A shocking new projection from liberal pollster Nate Silver has Republican presidential nominee Donald Trump winning every swing state en route to an election landslide over Vice President Kamala Harris, Mediaite reported Monday.
Silver’s update came after Sunday’s New York Times/Siena College poll gave Trump a lead nationally over Harris — 1 point head to head and 2 points with third-party candidates — blunting any post-Democratic National Convention bump.
“This is one of our highest-rated pollsters, so it has a fair amount of influence on the numbers, reducing Harris’ lead in our national polling average to 2.5 points, which would put her in dangerous territory in the Electoral College,” Silver teased on his Silver Bulletin blog before Monday’s update.
“And our model is more bearish on Harris still because of its convention bounce adjustment and its assessment of economic ‘fundamentals.'”
Silver’s statistical modeling to project the Electoral College winner is more complex than a number comparison, as it uses data points outside mere polling.
“You’re welcome to debate the mechanics of the adjustment, but recent polls confirm its basic hypothesis that there’s been a shift in momentum against Harris,” Silver continued.

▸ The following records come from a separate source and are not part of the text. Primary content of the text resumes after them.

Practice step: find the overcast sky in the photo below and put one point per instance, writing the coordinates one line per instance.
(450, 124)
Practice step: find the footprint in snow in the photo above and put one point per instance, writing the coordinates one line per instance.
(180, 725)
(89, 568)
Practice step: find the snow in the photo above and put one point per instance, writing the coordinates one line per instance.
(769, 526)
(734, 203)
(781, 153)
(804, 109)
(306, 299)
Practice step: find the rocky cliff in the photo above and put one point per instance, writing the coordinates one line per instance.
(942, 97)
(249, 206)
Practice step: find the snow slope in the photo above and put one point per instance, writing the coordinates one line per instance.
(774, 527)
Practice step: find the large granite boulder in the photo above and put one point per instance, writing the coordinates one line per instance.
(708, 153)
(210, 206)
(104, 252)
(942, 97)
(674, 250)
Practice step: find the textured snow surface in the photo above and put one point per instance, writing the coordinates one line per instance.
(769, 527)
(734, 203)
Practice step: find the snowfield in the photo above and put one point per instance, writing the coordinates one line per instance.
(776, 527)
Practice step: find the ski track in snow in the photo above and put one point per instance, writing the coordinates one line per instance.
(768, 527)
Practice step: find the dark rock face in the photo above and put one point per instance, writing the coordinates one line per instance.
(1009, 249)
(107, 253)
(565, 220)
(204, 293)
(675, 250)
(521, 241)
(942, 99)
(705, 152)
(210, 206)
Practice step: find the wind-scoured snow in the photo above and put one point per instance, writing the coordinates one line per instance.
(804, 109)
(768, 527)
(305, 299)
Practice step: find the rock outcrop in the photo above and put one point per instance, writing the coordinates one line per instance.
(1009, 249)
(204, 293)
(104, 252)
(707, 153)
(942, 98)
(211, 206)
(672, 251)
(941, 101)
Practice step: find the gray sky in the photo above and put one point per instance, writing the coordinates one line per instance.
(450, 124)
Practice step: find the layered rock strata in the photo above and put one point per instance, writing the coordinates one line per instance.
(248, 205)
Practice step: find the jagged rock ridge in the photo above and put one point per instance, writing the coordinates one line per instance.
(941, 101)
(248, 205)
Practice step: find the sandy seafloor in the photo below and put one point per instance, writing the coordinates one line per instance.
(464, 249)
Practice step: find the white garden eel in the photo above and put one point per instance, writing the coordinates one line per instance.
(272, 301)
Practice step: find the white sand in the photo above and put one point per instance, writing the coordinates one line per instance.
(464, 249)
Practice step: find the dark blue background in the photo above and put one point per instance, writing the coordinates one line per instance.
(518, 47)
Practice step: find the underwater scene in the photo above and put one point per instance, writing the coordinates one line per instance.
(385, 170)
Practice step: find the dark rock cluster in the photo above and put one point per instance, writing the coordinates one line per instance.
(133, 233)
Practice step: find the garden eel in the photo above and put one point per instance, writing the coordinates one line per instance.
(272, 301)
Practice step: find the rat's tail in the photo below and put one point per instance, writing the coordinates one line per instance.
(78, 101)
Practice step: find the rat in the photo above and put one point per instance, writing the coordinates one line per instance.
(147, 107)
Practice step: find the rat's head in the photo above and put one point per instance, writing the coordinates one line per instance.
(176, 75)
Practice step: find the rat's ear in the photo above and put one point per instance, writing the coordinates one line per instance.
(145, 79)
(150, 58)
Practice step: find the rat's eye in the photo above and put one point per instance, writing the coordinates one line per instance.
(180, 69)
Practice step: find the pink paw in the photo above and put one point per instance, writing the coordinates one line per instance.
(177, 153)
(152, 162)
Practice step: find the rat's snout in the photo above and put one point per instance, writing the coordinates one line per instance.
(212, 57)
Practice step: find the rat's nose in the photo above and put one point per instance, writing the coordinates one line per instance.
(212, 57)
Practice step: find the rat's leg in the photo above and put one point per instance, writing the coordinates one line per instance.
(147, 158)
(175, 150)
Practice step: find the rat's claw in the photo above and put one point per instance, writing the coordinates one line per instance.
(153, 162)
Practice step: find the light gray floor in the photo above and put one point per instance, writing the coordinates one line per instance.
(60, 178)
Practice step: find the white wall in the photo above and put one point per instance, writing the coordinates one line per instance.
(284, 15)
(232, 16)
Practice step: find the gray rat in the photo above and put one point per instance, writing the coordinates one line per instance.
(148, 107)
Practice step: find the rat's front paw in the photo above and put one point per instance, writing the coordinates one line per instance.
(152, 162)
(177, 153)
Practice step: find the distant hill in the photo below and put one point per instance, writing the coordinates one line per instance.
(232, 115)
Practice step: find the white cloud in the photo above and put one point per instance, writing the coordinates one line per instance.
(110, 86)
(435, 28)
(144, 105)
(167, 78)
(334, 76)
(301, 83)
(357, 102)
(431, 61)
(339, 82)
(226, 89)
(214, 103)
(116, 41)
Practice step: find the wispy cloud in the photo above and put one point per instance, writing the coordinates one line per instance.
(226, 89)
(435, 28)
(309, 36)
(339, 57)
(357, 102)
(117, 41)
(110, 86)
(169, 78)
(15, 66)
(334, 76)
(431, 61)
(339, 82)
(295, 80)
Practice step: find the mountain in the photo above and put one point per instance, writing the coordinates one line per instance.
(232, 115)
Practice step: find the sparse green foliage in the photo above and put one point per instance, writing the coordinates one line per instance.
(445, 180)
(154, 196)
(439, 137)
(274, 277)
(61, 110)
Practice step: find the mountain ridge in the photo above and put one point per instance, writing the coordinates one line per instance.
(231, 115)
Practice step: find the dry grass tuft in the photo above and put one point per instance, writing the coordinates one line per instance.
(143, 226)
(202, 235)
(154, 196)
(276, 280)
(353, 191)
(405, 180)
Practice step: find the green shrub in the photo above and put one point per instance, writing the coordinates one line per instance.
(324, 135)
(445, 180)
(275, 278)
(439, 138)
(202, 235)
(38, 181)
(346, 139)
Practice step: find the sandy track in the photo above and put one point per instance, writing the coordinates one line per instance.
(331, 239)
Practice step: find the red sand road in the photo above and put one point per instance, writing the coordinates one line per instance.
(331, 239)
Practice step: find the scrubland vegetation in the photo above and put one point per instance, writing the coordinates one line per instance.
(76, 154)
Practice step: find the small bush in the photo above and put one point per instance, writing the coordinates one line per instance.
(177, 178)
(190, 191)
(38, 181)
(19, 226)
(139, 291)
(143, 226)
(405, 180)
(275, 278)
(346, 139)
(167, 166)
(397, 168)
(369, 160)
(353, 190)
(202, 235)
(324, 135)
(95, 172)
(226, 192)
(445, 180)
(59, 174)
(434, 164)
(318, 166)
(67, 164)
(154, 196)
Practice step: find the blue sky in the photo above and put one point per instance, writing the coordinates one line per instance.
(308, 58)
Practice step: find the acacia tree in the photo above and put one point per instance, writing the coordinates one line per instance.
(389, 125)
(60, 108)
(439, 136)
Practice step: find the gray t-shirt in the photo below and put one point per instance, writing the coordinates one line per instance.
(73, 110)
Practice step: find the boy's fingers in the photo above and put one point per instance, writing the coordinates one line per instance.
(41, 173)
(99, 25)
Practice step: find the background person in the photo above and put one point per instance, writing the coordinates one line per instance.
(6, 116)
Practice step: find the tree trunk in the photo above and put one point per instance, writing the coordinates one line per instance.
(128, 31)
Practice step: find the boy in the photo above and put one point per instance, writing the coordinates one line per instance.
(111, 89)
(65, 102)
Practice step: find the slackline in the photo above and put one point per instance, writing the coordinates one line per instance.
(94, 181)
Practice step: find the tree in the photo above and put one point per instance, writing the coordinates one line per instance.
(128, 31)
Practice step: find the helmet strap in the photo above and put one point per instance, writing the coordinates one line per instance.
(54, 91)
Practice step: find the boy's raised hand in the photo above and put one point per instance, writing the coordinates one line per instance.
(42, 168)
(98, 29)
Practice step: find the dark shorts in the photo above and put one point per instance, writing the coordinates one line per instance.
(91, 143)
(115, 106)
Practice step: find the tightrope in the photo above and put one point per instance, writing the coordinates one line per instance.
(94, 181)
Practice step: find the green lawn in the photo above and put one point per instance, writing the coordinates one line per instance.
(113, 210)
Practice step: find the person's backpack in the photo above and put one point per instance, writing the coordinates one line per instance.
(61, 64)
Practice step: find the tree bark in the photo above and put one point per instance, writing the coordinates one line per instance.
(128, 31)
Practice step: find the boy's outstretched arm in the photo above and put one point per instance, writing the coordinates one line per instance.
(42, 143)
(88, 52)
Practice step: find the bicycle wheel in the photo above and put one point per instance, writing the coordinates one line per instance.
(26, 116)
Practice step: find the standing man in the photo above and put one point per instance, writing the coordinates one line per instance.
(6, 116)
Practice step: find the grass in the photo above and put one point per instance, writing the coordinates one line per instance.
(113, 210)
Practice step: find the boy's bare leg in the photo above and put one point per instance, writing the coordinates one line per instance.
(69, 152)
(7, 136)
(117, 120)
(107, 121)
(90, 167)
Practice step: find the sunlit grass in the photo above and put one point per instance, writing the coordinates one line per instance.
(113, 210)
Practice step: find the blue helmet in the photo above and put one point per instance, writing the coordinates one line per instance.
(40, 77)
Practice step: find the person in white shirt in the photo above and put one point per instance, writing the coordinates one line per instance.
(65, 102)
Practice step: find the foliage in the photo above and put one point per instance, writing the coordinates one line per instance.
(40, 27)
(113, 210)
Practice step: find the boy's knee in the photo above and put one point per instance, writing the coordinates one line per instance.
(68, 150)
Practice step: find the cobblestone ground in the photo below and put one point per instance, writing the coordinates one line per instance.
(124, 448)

Tuesday’s debate will potentially reshape — if not define — the race next, Silver wrote in his contemporaneous analysis.
“The good news for Harris is that there’s a debate on Tuesday, and if she turns in a strong performance, nobody is going to care so much about the Times poll,” Silver wrote.
Other data modelers show a more competitive race than Silver projects.
With 270 needed to win, RealClearPolitics has Harris ahead with 273 electoral votes, and Project 538 gives Harris 281 electoral votes to 257 for Trump.
Silver does forecast a slim edge in the popular vote for Harris, giving her a 56% chance to win more American votes versus Trump’s 44%, but the Electoral College tally that boils the race down to the seven battleground states picks the next president.
Arizona, Georgia, Michigan, Nevada, North Carolina, Pennsylvania, and Wisconsin are widely considered the seven swing states in this presidential election cycle.
Regardless of Silver’s landslide projection, the Tuesday debate and the following two months of campaigning leave a wide-open race between Trump and Harris.
“Needless to say, stranger things have happened than a candidate who was behind in the polls winning,” Silver concluded. “And in America’s polarized political climate, most elections are close and a candidate is rarely out of the running.”